New Prescott High wrestling coach Shawn Carbajal, with his wife, Malari, and their 2-year-old daughter, Ceclia. (Sherry Bailey Photography/Courtesy)

PRESCOTT — For the third time in as many seasons, Prescott has a new wrestling coach — an alum with previously close ties to the high school who should bring instant stability.

Shawn Carbajal, a state champion wrestler for the Badgers in 1999 who graduated in 2000, replaces Enrique Carreon, who spent the 2018-19 campaign as Prescott’s head coach.

Max Payne, also an alum, had previously coached the Badgers, although he stepped aside in 2018 for job- and family-related reasons.

“For one, I want to stick around,” Carbajal said from Peoria on Saturday, April 20. “As we’ve gone through coaches, life happens and certain coaches don’t work out; they change. I want to be here [in Prescott] and I want to stay.”

Prescott Athletic Director Missy Townsend announced Carbajal’s hiring on April 16, via email.

“My plan is to get up there and bring back that wrestling culture in the community,” said Carbajal, adding that he also wants to be involved with the younger grapplers at the feeder elementary and middle schools. “Prescott is a wrestling community, and I’ve always thought that.”

Townsend said several people in the wrestling community here recommended Carbajal, 37, for the position.

“He brings to Prescott a wealth of knowledge, experience and tradition,” Townsend added in her email.

Carbajal, born in Mesa, first moved to Prescott in 1994 with his parents, Paul and Shelley, and his younger brothers, Brian and Greg, each of whom were multiple-time state wrestling placers at Red Mountain High School in Mesa.

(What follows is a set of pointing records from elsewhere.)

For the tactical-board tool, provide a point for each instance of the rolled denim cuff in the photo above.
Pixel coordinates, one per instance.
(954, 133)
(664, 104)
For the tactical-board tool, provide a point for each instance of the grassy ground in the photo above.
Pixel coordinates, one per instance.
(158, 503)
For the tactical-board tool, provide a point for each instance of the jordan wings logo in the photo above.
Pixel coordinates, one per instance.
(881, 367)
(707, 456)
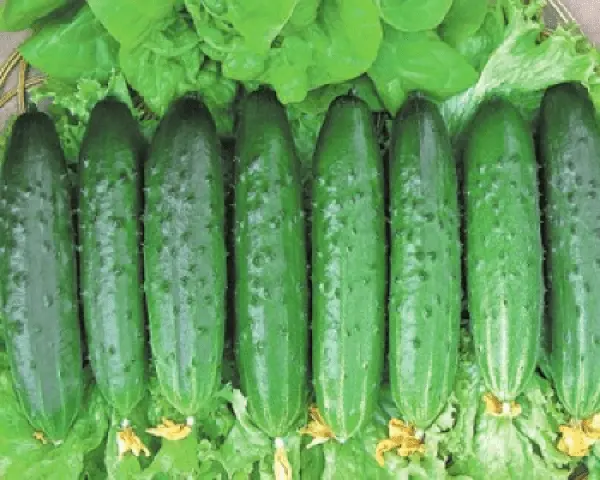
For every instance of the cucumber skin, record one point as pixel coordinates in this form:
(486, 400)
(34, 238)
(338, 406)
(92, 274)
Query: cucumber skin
(110, 205)
(39, 287)
(570, 149)
(349, 267)
(504, 251)
(185, 256)
(425, 282)
(271, 293)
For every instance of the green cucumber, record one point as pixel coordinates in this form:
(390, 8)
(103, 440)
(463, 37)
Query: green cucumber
(425, 281)
(271, 295)
(570, 148)
(110, 205)
(185, 256)
(504, 249)
(348, 267)
(39, 279)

Greg was a state champion.

Shawn began wrestling at Mile High Middle School, where he won a state championship. At Prescott High, he placed at state four times, capturing the state title as a junior.

Despite receiving NCAA Division I offers to wrestle, Shawn chose not to attend college. Rather, he became a firefighter, like his father.

Shawn has worked for Peoria Fire Department for the past 16 years as an engineer, and he has helped out with the hazardous materials team and the rescue swimmer boat team.

Carbajal started coaching wrestling at Red Mountain in 2001, when Brian and Greg were wrestling, and he has been there ever since as an assistant coach. He said he wants to integrate his experiences at Prescott.

At Red Mountain, for example, the high school wrestlers were involved with the youth programs there.

“I remember as a kid traveling with the high school kids [at Prescott High] to tournaments down in Phoenix,” Carbajal said. “That’s something that I really want to bring back. It’s important for building that wrestling culture.”

When his family’s home sells, Shawn said he will be moving from Gilbert to Prescott with his wife, Malari, and their 2-year-old daughter, Cecilia, but still commuting to Peoria for firefighting.

“They’re really excited to get up to Prescott,” Shawn said of his young family.

Toward the beginning of the 2019-20 wrestling season in September, Carbajal said he will host an open house for Prescott High’s wrestlers and their families, and discuss future plans for the program. In addition, he’s organizing a big cornhole tournament fundraiser and a fall camp.

“We’re trying to lock down a venue right now, and we’ll get all the fine details of that,” Carbajal said of the cornhole tourney. “We’re planning on having some food and see how many teams we can get. That’s going to be open to whoever wants to pay the entry fee for a team.”

Carbajal added that he wants to bring back wrestlers who may have left the program recently but remain enrolled at Prescott, and get parents involved. He said he’s tentatively scheduled to conduct a meeting at the high school on May 15.

“I’d like to see people come out to the events if they’re curious about wrestling or getting their kids into wrestling,” he said. “We’re willing to let everyone come in and help out and be part of it.”